Dopo un pomeriggio di tentativi falliti e sabbia nelle scarpe, dovetti tornare dalla signora.

“Signora, purtroppo non posso fare nulla per aiutarla, gli asciugamani restano sul suo conto da pagare.”

“E ma io non sapevo che la tinta macchiasse. Mi sto rovinando la vacanza, non faccio altro che pensare ai 25 euro. Ripeto che non è questione di soldi, ma è il principio, capisce?”

Da piccola mi chiamavano Mafalda.

Alla signora non potei mai rispondere. Le dissi che avevo fatto quello che avevo potuto. La osservavo mentre mangiava, e masticava, e pensava alle sue lenzuola, alla vacanza a suo dire rovinata, che volete che siano 25 euro. Avrà fatto una brutta scheda di gradimento, immagino, e se ne sarà tornata a casa con i capelli tinti e la bile gonfia.

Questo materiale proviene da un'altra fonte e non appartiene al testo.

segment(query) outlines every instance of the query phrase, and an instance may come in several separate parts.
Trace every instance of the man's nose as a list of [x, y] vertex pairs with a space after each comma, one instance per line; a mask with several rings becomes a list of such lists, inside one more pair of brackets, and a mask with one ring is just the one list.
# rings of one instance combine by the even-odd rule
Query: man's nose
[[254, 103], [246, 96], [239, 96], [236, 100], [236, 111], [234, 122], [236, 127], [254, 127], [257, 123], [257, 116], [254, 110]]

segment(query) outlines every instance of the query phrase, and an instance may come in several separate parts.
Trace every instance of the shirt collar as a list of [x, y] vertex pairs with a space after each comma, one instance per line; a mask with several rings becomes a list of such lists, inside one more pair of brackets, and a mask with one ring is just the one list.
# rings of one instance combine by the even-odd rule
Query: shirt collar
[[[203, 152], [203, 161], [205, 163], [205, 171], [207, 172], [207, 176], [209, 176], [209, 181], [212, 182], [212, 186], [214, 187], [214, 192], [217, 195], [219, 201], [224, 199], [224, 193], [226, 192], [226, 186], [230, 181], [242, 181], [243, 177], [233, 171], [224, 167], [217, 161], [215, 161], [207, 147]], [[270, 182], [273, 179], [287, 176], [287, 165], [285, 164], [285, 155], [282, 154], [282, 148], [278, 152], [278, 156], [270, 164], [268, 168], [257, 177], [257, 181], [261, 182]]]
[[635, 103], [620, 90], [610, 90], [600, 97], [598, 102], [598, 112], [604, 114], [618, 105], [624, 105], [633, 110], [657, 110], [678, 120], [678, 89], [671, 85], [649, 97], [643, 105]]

A distanza di anni, ma di quale principio parlava, cara signora? Del principio per cui la tinta macchia? Nessuno glielo dice perché e’ una delle cose che ci vengono fornite nel pacchetto nascita: la tinta può macchiare, conosciamo a memoria il testo di “Fatti mandare dalla mamma” senza averlo mai sentito, mettiamo il mascara e non possiamo fare a meno di aprire la bocca, e così via.

Di quale principio parlava, cara signora? Perché se è vero che i princìpi sono basati su concetti o affermazioni alla base di una dottrina, di una scienza o di una disciplina, è altrettanto vero che lo sono anche di un ragionamento, o di una convinzione.

E mi permetta di dirLe ora, cara signora, che 25 euro non valgono un principio. Forse valgono un’opinione. Di una stupida. Ed anche quella purtroppo, la stupidità, viene fornita in dotazione nel pacchetto nascita, ma per fortuna non a tutti.

Un commento

  • Paola

    Grazie per questo testo. X quanto riguarda i 25 euro il tuo impegno per risolvere una situazione in modo positivo è lodevole. Per quanto riguarda la frase dei baci perugina penso che ognuno di noi valga in quanto persona.